Back in the corridor, they broke off in opposite directions. What little the element of surprise might have done for them was gone; the presence of the other party had seen to that. Their primary objective at this point was to locate McCracken before he could leave the building. One of the Twins headed left down the hall, the other right. They would descend on opposite sides of the building, certain that McCracken would be somewhere beneath one of them. Not exactly the way they had planned things, but close enough. And, of course, there was also the possibility that the team, now seven members smaller, might find McCracken for them.

Save time that way. Maybe even allow them to complete the kill together.

McCracken bolted down the stairwell from the seventh floor to the fifth, burst through the doors, and headed toward another exit sign. Since he had no idea of the enemy’s number or position, the first order of business was to confuse them. His escape route through the hotel had to leave them thinking he was still inside, even that they might be closing in. It took longer but was infinitely more effective.

The one thing the hotel assistant manager had been unable to provide for him yet was a gun, so he had stripped a submachine gun from one of the men he had downed. Not his favorite weapon, under the circumstances. He’d much prefer a pistol, something he could conceal easily by his side.
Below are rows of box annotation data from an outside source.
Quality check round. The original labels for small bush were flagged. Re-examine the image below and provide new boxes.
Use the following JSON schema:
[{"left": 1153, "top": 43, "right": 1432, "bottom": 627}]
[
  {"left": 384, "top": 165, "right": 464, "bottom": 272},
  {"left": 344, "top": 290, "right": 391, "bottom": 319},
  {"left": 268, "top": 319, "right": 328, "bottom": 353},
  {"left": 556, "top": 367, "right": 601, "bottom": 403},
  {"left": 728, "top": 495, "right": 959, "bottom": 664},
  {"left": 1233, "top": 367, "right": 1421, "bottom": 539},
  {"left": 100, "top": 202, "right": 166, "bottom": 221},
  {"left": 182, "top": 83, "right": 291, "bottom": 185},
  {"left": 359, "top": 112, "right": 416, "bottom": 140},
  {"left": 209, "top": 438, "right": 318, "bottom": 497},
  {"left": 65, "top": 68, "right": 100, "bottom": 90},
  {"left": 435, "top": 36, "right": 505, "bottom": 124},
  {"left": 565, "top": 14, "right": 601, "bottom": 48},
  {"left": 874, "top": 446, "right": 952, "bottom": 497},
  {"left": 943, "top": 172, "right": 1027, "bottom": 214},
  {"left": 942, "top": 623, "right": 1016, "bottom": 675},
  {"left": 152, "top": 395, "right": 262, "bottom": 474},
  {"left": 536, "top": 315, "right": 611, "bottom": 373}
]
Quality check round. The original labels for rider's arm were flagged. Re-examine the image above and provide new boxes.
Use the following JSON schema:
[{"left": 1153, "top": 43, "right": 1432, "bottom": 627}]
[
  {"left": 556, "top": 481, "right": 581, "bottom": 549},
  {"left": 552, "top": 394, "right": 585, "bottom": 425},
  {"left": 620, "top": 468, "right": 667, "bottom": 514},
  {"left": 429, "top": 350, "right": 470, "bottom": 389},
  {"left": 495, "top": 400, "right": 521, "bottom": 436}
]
With no jacket to conceal the submachine gun, if he had to enter the lobby all eyes would be drawn to him.

By now, hotel officials would be converging on the site of the apparent explosion upstairs. It would be up to the assistant manager to square things once the investigation deepened. McCracken entered a second stairwell cautiously and began to thunder down the remaining floors.

His plan at this point was to bypass the lobby altogether. With any luck at all, these stairs would lead to the shopping and entertainment level contained beneath it. A garage was even possible, though his concern for Melissa’s state of mind had distracted him from making a thorough reconnaissance of the Büyük Efes.

McCracken was swinging over the railing to the staircase leading down from the lobby level when he heard the heavy footsteps charging upward. A single voice spoke rapidly, stopped, and then spoke again. Whoever was approaching must have had a microphone pinned to his lapel, just as the men he had dropped in the room above had. And the language, the language was …

German!

But who were these men? And what had brought them to Izmir on Blaine’s trail?

The man’s shape came within reach. He had his finger on the trigger of a submachine gun and managed to squeeze it just as McCracken pushed off the railing and threw his legs up into the barrel. The bullets stitched a ricocheting barrage against the concrete. The noise stung Blaine’s ears. He grabbed the German’s head and the man responded by butting him just over the eyebrows.